Junius Peabody began his exploration of this cheerful region by falling on his face in a gully and bruising his nose very grievously. He found no trail to guide him up the slope. It was pitted like slag, deceitful as old honeycomb. The footing crumbled; tempting beds of moss and fern slipped away at his clutch; twisting lianas caught his ankles and sent him asprawl. The very ground seemed armed against him with a malignant life of its own. He had to creep among jagged teeth that sliced his flimsy garments and his putty-soft flesh. And when a loosened mass slid gently over at a touch and caught and crushed an arm he scarcely wondered whether any personal power had directed. It was all the same.


For a long time he lay looking at his pulped fingers and the driven drops of blood from the quick of his nails, sensing the exquisite pain almost as a luxury, hugging it to him. But at length he stirred and began to wriggle forward again.

"If I'm going to die anyway," said Junius Peabody, "I'm going to die doing this." Which was an extraordinary remark on all accounts....

And so by dint of following something and still following with unlimited purpose over a limited terrain, he ran it down in the end and came to the hiding place he sought.

A rooted instinct of the potentially criminal, which prompts them to be ready to flee though no man pursueth, had moved the beachcombers of Fufuti long since to prepare their snug retreat in the heart of the Rocks. On the inward shore of the promontory they had found a level bit of shelf screened by lush vegetation, with the green-stained cliff for wall and the sapphire waters of the lagoon below for forecourt. Hither they repaired in the intervals of lesser lawbreaking and free entertainment, always secure of hearth and shelter where the broad pandanus spread its shingles. And hither, straight as merry men to their shaw, they had brought the great treasure of the morning.

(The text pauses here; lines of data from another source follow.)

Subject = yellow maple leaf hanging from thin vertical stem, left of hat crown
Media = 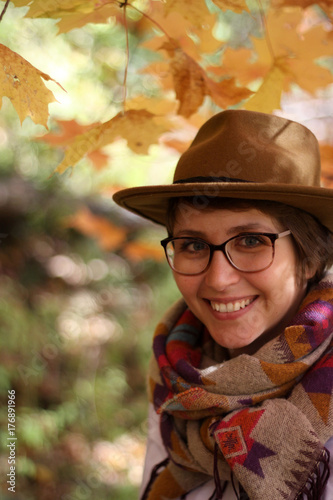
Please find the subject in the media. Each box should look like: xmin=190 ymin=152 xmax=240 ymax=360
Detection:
xmin=56 ymin=109 xmax=169 ymax=173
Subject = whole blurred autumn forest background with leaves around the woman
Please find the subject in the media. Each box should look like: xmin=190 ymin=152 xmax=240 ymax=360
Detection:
xmin=0 ymin=0 xmax=333 ymax=500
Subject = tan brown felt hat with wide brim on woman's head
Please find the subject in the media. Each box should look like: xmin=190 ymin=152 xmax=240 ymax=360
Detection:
xmin=113 ymin=110 xmax=333 ymax=231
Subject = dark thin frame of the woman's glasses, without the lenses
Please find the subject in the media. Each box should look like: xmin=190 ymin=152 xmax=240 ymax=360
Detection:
xmin=161 ymin=229 xmax=292 ymax=276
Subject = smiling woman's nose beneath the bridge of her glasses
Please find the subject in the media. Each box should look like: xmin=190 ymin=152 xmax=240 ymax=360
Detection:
xmin=205 ymin=250 xmax=241 ymax=290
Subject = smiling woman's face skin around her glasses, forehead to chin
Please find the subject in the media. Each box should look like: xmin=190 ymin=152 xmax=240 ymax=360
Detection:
xmin=173 ymin=208 xmax=309 ymax=355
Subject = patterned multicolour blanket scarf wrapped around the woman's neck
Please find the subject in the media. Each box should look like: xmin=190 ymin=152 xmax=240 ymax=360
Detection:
xmin=146 ymin=275 xmax=333 ymax=500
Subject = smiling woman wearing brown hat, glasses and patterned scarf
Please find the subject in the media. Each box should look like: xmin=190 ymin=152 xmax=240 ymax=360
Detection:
xmin=115 ymin=110 xmax=333 ymax=500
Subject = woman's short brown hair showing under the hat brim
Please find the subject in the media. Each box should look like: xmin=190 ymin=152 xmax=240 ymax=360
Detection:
xmin=167 ymin=196 xmax=333 ymax=283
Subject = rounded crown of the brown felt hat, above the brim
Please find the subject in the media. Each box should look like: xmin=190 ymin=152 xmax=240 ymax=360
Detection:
xmin=174 ymin=110 xmax=320 ymax=187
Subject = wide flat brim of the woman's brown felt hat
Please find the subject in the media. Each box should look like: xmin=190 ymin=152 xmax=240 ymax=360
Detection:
xmin=113 ymin=182 xmax=333 ymax=231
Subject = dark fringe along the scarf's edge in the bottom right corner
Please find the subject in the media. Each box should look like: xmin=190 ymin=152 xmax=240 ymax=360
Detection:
xmin=296 ymin=448 xmax=330 ymax=500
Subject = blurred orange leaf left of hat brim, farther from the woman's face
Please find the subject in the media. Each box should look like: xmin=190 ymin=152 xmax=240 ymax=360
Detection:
xmin=65 ymin=208 xmax=127 ymax=251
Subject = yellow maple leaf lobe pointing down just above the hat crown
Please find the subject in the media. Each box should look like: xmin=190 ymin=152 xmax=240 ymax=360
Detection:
xmin=244 ymin=60 xmax=286 ymax=113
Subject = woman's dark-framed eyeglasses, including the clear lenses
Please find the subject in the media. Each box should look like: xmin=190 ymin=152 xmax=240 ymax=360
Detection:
xmin=161 ymin=229 xmax=291 ymax=276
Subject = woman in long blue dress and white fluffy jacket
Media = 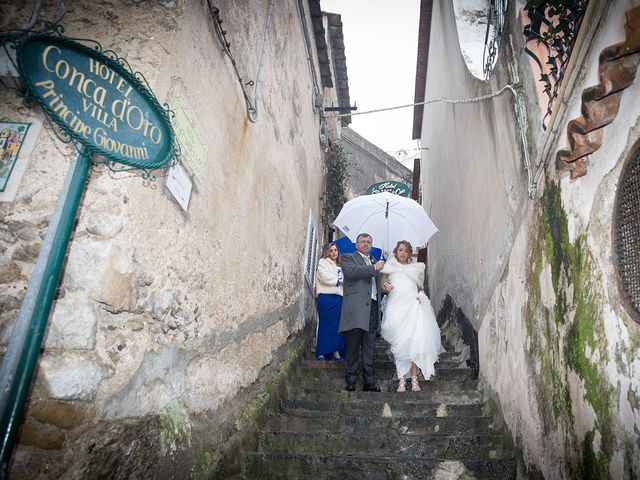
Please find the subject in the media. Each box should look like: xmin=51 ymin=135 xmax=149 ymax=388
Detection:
xmin=316 ymin=243 xmax=347 ymax=361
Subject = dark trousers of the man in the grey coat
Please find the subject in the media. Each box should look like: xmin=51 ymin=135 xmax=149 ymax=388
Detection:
xmin=344 ymin=300 xmax=378 ymax=385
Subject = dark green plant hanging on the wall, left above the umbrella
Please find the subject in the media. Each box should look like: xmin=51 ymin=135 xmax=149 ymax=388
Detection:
xmin=322 ymin=143 xmax=349 ymax=231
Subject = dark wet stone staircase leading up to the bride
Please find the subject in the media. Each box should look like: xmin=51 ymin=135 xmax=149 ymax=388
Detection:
xmin=230 ymin=339 xmax=516 ymax=480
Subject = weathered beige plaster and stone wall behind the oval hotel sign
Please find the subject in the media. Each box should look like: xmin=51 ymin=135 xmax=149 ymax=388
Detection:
xmin=0 ymin=0 xmax=323 ymax=478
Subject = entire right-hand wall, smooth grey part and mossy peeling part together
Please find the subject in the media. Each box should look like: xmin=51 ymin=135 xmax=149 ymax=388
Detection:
xmin=423 ymin=0 xmax=640 ymax=479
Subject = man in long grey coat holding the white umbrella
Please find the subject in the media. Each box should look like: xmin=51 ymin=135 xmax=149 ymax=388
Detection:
xmin=339 ymin=233 xmax=384 ymax=392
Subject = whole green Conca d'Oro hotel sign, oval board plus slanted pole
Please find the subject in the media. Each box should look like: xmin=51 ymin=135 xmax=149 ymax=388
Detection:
xmin=0 ymin=33 xmax=177 ymax=477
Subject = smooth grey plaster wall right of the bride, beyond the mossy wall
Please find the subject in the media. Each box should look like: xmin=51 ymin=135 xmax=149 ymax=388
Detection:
xmin=422 ymin=0 xmax=526 ymax=328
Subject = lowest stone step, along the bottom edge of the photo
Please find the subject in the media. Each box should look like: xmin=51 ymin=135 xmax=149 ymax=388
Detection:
xmin=243 ymin=453 xmax=516 ymax=480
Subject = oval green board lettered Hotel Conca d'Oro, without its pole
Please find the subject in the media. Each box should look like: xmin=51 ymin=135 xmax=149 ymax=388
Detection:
xmin=17 ymin=33 xmax=175 ymax=170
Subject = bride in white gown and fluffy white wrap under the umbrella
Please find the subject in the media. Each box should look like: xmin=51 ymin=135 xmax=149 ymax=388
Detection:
xmin=381 ymin=240 xmax=444 ymax=392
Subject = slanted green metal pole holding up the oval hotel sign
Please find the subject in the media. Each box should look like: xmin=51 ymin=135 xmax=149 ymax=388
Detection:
xmin=0 ymin=147 xmax=91 ymax=478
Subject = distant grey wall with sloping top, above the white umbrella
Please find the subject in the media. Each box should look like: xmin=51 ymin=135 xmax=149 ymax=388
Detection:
xmin=341 ymin=128 xmax=413 ymax=199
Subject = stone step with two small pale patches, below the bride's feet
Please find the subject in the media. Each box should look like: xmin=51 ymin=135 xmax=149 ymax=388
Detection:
xmin=280 ymin=393 xmax=482 ymax=418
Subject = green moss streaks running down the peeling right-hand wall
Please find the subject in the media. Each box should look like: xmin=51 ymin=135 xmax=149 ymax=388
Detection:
xmin=525 ymin=182 xmax=616 ymax=479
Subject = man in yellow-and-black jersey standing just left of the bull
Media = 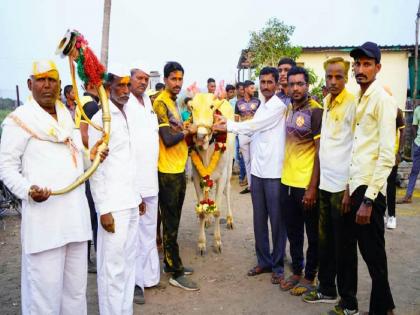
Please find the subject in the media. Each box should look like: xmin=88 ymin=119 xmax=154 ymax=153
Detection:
xmin=153 ymin=61 xmax=199 ymax=291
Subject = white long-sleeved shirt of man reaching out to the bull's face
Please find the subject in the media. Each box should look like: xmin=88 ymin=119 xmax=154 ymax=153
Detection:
xmin=227 ymin=95 xmax=287 ymax=178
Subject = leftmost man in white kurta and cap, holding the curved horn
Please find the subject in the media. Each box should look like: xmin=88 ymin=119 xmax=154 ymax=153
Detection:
xmin=0 ymin=61 xmax=91 ymax=315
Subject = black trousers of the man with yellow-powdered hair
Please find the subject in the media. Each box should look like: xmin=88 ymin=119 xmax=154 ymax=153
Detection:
xmin=318 ymin=190 xmax=358 ymax=309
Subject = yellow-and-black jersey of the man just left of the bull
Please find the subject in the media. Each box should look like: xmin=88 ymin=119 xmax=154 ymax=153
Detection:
xmin=153 ymin=90 xmax=188 ymax=174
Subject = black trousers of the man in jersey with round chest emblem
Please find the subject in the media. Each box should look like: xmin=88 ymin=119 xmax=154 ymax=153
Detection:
xmin=280 ymin=184 xmax=319 ymax=281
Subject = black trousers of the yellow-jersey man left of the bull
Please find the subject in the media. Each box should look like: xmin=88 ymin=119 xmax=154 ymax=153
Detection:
xmin=158 ymin=172 xmax=187 ymax=278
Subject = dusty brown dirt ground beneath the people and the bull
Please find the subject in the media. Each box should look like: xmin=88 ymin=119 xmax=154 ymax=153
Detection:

A truly homelike scene was that on which Junius Peabody peered from ambush above....

From the convenient branch of a tree the Sydney Duck had suspended by its middle a single stout stick. At one end of the stick he had slung the stolen lump in a fiber net. At the other he had attached a battered tin can of the kind that the beneficent enterprise of an American oil company had spread to most of the dark parts of the earth. On this balance of an ancient and primitive design he was engaged in weighing his ill-gotten gains, squatting to the task.

"A gallon of water weighs a good eight pound," he declared. "I figger five quarts an' a 'arf. And five is ten and the 'arf is one—"

Willems stood beside him in an attitude of stolid skepticism. There was no mistaking the breed of this big derelict. He had managed to assert it on a Pacific isle by fashioning himself somehow a pipe with a clay bowl and a long stem of the true drooping line. He looked quite domestic and almost paternal as he shuffled his broad feet and towered over the little larrikin. But the fists he carried in the pockets of his dungarees bulged like coconuts, and his hairy arms were looped brown cables. A tough man for an argument was Mynheer Willems.